Tzaban stopped and she nearly fell off the horse as it stopped with him. They had been seen. A group of four riders had come out on to the track and were moving steadily in their direction. They had Glimshard colours, but came with drawn swords held in their free hands.
‘Why?’ he said quietly in a grunt aimed at her as one of the approaching officers raised his arm and shouted across – Tzaban was unmistakable so there was no p
oint in not signalling back. He raised his arm and bellowed some military-sounding call in return. ‘Gau Tam,’ he said to her after, her ears still ringing, as they moved off again. Tralane was tuned enough to their peculiar conversations by now to know he meant why the portal had failed.
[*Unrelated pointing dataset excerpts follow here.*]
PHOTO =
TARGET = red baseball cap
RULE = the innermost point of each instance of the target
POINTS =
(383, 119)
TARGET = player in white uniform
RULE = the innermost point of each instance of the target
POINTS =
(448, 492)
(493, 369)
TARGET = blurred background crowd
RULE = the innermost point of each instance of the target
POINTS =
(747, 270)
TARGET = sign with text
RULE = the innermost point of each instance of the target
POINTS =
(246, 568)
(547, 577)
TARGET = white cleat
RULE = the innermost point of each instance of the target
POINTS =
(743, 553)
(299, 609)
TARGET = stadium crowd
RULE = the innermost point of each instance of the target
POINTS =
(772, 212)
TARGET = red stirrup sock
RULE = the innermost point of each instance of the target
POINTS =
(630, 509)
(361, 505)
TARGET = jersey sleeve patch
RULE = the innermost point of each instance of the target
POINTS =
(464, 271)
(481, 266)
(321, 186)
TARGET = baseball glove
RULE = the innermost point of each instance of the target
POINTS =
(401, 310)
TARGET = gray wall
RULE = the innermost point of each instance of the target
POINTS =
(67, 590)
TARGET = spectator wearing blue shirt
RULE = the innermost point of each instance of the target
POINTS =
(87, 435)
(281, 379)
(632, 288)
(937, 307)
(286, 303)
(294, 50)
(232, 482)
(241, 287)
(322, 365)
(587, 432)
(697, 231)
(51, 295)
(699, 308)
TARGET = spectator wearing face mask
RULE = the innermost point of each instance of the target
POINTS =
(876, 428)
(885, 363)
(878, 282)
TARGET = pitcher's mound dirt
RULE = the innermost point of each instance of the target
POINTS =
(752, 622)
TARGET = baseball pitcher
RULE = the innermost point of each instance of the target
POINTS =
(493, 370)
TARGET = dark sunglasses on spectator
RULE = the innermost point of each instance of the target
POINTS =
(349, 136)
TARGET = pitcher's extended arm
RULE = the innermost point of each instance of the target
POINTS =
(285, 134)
‘I don’t know until I see it,’ she said. ‘The stanchions are still there in the ground.’
Where the portal had been was easy to see. A churned path of mud, broad as three streets, led up to a straight line between two tall metal posts and ended there, pristine heavy grass beyond. She was busy thinking about how it might work, what power sources it must use, when they were surrounded by the oncoming riders. Before Tzaban she vaguely recognised the face of the man he had hailed – Gau Tam, the general’s second or aide or whatever it was. She could never recall the rank names but his familiarity was reassuring. The others, two men and a woman, looked like officers to her too, but all different in some way. Their knuckles, she noticed, were yellow-white, hands pale. Every uniform was covered in blood and filth, rent. One had a bandaged head. The horses were scruffy – not officer horses but regular cavalry mounts, and worn out.
‘Sir,’ Tzaban said, looking up at Gau Tam. She’d never seen him so still and apparently relaxed. His voice was quiet. ‘I am commanded to bring this engineer to the site.’
‘I know you are.’ His white cravat lay loosely around his neck in a heavy, stained ring. Two of the others had drawn kerchiefs over their lower faces. Tralane smelled a whiff of naphtha coming off them, and turpentine. She saw their eyes were red and watering above the cloth.